An expanded roster along the lines of Sly 3 is present too, with a reshuffled cast. Sly’s trips through time allow the player to complete some missions using an ancestor of the present-day Mr Cooper, each of whom has their own handy special moves. For example, the Wild West’s “Tennessee Kid” Cooper totes a rifle that’s handy for smiting enemies at anything up to medium distance, but he can also slide along railway tracks, which is great for covering large distances quickly.

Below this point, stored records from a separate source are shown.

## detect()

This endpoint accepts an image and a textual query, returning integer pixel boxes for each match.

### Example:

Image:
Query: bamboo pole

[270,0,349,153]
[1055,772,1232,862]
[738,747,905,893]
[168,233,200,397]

Additional tools are at the player’s disposal in the form of costumes. As was the case with disguises in previous Sly installments, when worn in the time period of their origin, costumes allow Sly to walk directly past guards, his path unfettered. However costumes also confer special powers. The samurai armour found in Feudal Japan is fireproof and its accompanying shield may be used to bat fireballs back to their source, for example, while an archery outfit from Medieval England allows Sly to create new ziplines at specific points using roped arrows. The most satisfying to use is the jailbreak outfit, whose accompanying boulder-size ball and chain may be propelled at nearby objects to smash or set them in motion. Sly may also balance on top of the ball and roll it around to avoid nasties on the ground. To extend the game's length, new costumes may be used in visits to already-conquered levels to reach hidden areas.

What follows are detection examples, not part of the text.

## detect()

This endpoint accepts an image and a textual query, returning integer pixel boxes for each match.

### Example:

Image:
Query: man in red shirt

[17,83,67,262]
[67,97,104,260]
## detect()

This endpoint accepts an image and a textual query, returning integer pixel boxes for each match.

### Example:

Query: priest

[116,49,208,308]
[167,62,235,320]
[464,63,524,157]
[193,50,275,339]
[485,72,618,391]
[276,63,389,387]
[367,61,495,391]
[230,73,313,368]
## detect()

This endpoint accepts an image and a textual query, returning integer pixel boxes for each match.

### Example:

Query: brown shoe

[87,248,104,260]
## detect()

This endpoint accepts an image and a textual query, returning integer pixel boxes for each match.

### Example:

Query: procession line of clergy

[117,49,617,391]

The game's open world bits are allegedly double the size of that in any previous outing, but there isn’t much of interest to do outside of the missions other than simple environment puzzles or collect-stuff minigames, making it a largely frivolous addition. As usual, in the missions, gameplay variations beyond platform-y sneaking are slotted into the action fairly regularly, such as sudden FPS on-rails sections, timed challenges, or in one instance, a tedious rhythm game.
This is all fine except that it won’t hold anyone’s attention for too long. Thieves in Time is just far too easy, and most will breeze through its five main time periods (and bonus Carmelita campaign at the end) in pretty short order. The forgiving platforming, apathetic enemies, utterly basic stealth, pattern-based bosses, and generous checkpoint system see to that. Naturally, it’s a game designed to be very accessible to younger gamers so a brutal difficulty isn’t expected, but other things have been sacrificed in aiming for that demographic.

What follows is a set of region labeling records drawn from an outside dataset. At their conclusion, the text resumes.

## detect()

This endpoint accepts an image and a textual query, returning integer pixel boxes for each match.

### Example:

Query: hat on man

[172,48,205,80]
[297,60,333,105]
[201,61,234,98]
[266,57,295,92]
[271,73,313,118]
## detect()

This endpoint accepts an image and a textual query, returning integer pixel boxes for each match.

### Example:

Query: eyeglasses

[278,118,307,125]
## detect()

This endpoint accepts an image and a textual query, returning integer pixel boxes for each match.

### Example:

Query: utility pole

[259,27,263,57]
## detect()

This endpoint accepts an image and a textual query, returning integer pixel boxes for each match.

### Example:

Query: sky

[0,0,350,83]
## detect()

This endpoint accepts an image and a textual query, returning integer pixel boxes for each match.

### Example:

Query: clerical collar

Simply put, the characters are just too dull, too black and white. While smoothly animated using an inviting cel-shaded cartoon aesthetic, many are completely personality-free in all other ways. Main characters including Sly are also cursed with flat, explanatory dialogue. Some very ordinary voice-acting does not help matters at all, nor do the weak quips and the slow, talking-head cutscenes. This is too bad, as each time period is introduced with a neat cartoon vignette, and the music, sound effects, and aforementioned enemy animations possess a lot of personality and hint at something deeper that is never explored.
In fact, the main cast is outclassed even by the environments themselves, which have much more elevation variation than previous games, and which are easily on-par visually with television cartoons. The first Sly Cooper game to be developed since the PlayStation 3 was released updates the series’ style well, and the resultant visuals possess a clean, defined, and handsome style.
That alone will give Thieves in Time a lot of traction with younger players, and the gameplay variety should also keep them entertained. It's a well-put-together, inoffensive, slick, straight-forward title that – new settings and graphics aside – just serves up more of the same old Sly Cooper play. But unless they are existing fans of the series just looking for a lot more of the same, adults are advised to try before they buy.